The head of the army, General Sir Michael Carver, said the new training arrangements would “automatically reduce the risk of nonsenses”.

Yet what had been the military logic behind those “nonsenses”? And why exactly had MRF soldiers sometimes been armed with IRA-style weapons?

In 1993, the RUC began a lengthy inquiry into the MRF’s shooting of Patrick McVeigh.

Interviewed at his retirement home in Spain was the MRF’s first officer commanding, a Parachute Regiment captain, Arthur Watchus, who had also served in the SAS:

POLICE: Did you have knowledge of what weapons were being used in the car by patrols? How disciplined a unit was it?

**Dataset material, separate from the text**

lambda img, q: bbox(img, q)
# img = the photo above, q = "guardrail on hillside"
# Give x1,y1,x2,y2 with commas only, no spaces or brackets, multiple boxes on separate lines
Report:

WATCHUS: It was a disciplined unit but what they (his soldiers) did away from me, who can say?

Watchus is now dead. So I asked his successor Captain Hamish McGregor if he had authorised Williams to take his privately owned Tommy gun on the day when Williams fired it at three men the police believed were unarmed.

McGregor declined to say but insisted the only reason that the MRF had Tommy guns in its armoury was for training, describing Williams as one of “our very experienced and respected operators” and pointing out that he answered to 39 Brigade, Belfast.

Commanding 39 Brigade for most of 1972 was Brigadier ‘Sandy’ Boswell, who ended his career as Lt Gen Sir Alexander Boswell, General Officer Commanding, Scotland. Did the MoD’s verdict that there had been “no provision for detailed command and control” mean that lethal MRF operations were not under proper control? Boswell declined to respond.

Williams emigrated to Australia where we caught up with him. Opening his door, a burly, vested figure barked “I’m not interested” and then promptly closed it when I began to ask questions.

Meanwhile, McGregor wrote to say he ran “a pretty tight ship” with proper control over his men. He also complained that by publicising the claims of some of his former soldiers we were dignifying “unsubstantiated and fanciful theories”.

Hunting down IRA members to shoot them would have been against the law and his soldiers had abided by the Yellow Card. He “remained very proud of the pioneering work we carried out in what was a very hazardous environment”.

The MRF’s work was indeed hazardous and pioneering. It was the prototype for more sophisticated army undercover units that penetrated and disrupted IRA active service units, reconciling the IRA leadership to the reality that an “armed struggle” would never force a British withdrawal from Northern Ireland.

As to ‘death squads’ -- a label paradoxically shared by nationalists with long memories and one of the two former MRF soldiers turned author -- Soldier D said: “I totally reject ‘death squad’,” only to pause and add: “Put yourself in my situation: we’ve got a dirty war, a war that was out of control. We knew who the operators were, we knew who the shooters were. So what are you going to do about it, John?”

Soldiers are not policemen. They are required to close on the enemy and, if necessary, to kill them, even if innocent bystanders are in their midst.

Some in the MRF seem to have had particular difficulty in distinguishing one from the other, inflicting grave damage to the reputation of the British army which could otherwise take credit for having fought -- and won -- an asymmetric war against terrorists.

Asked about the allegations that unprovoked, MRF soldiers shot unarmed civilians, the Ministry of Defence said it had referred them to the police in Northern Ireland.

Thirty years of conflict has a long tail.